Organization context:
- Company: {org.name}
- Industry: {org.industry}
- Description: {org.description}
Relevant knowledge base context:
{vectorSearchResults}
Personality: {selectedMode} — {modeDescription}
Meeting participants: {participantList}
Current speaker: {activeSpeaker}
Rules:
- Respond in 1-3 sentences unless asked for detail
- Use natural conversational speech
- Respect turn-taking
Keepalive Mechanism
Nova Sonic sessions timeout after ~30 seconds of no input. The lira-sonic.service.ts sends a keepalive event on a 10-second interval to maintain the connection:
this.keepAliveTimer = setInterval(() => {
this.sendEvent({ type: 'keepAlive' });
}, 10_000);
Bot Manager Integration
The bot-manager.service.ts orchestrates the full bot lifecycle:
- Pre-warm — Nova Sonic session and Chromium browser launch in parallel (~16s total)

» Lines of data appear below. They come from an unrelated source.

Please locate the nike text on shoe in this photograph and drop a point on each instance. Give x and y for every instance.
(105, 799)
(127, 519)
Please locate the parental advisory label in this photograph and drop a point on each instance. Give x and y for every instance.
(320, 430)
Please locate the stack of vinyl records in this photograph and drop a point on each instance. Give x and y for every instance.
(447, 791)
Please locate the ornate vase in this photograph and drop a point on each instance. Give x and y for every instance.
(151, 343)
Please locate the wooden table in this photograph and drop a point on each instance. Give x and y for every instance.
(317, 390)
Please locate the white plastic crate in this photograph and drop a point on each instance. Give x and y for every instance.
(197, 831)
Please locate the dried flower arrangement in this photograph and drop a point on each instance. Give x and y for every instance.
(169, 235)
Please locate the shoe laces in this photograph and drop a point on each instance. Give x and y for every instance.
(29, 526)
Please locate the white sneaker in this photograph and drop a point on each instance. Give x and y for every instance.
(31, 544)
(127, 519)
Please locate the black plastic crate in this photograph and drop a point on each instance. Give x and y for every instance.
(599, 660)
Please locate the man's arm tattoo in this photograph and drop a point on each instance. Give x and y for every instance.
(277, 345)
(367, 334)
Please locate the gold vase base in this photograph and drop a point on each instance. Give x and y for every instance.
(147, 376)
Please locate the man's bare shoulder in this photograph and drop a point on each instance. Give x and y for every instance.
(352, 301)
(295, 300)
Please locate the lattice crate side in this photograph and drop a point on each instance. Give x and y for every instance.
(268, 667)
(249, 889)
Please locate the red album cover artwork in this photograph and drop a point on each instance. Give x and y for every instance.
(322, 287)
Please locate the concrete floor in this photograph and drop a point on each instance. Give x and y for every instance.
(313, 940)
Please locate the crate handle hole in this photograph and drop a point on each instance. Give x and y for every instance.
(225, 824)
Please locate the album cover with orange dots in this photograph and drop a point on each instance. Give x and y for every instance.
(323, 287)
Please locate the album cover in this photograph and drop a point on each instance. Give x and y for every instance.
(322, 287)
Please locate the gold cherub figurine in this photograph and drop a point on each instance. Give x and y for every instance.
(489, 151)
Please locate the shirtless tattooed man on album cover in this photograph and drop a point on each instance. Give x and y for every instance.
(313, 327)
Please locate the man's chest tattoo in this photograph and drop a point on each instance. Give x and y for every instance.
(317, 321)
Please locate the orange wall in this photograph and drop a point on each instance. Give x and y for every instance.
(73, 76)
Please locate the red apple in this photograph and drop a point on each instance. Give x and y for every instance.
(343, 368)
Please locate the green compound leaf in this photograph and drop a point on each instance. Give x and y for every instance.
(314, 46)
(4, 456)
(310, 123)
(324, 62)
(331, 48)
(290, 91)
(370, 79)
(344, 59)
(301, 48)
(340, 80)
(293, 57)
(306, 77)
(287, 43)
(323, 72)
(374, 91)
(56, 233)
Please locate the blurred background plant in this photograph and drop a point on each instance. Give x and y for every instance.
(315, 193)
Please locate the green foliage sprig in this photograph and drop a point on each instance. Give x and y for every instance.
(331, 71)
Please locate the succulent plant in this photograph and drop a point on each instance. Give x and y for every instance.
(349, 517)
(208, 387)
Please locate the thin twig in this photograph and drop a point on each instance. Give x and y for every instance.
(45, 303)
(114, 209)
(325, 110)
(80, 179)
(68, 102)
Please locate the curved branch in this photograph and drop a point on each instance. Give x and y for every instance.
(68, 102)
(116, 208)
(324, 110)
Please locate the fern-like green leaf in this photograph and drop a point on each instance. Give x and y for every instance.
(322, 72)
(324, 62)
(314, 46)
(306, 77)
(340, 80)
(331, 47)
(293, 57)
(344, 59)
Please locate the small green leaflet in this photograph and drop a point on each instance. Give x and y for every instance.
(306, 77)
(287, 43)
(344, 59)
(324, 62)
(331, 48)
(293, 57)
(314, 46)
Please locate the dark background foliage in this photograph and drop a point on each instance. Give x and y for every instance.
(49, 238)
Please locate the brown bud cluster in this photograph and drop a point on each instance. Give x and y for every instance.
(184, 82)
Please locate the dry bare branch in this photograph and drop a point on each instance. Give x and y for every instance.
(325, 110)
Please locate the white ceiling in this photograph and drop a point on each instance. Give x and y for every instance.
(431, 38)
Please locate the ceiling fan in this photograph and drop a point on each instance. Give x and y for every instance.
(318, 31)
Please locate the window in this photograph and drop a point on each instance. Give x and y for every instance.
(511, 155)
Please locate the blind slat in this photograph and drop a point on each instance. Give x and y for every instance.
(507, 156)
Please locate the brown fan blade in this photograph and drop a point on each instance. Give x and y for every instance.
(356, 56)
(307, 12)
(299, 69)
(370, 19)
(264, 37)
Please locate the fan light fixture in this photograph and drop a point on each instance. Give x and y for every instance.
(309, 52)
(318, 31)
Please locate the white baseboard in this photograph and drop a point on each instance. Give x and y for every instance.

- Navigate — Browser goes to the Google Meet URL
- Join — Bot enters the meeting (may wait in lobby)
- Active — Audio bridge connects Nova Sonic ↔ Google Meet
- Polling — Periodic timers check bot health and meeting state
- Post-meeting — Summary generation, task extraction, transcript save
- Stale bot reaper — Background process terminates bots that lose connectivity
Barge-In Detection
If someone starts speaking while Lira is responding, Nova Sonic detects the barge-in and Lira:
- Immediately stops her audio output
- Clears the output buffer
- Listens to what the person is saying
- Responds to the new input
Output Gating & Wake Word
Nova Sonic processes all audio input and generates responses continuously. However, Lira only sends the audio output to the meeting when the Wake Word system detects that Lira was addressed.
This means Nova Sonic does useful work even in "silent" mode — it maintains context and has ready responses.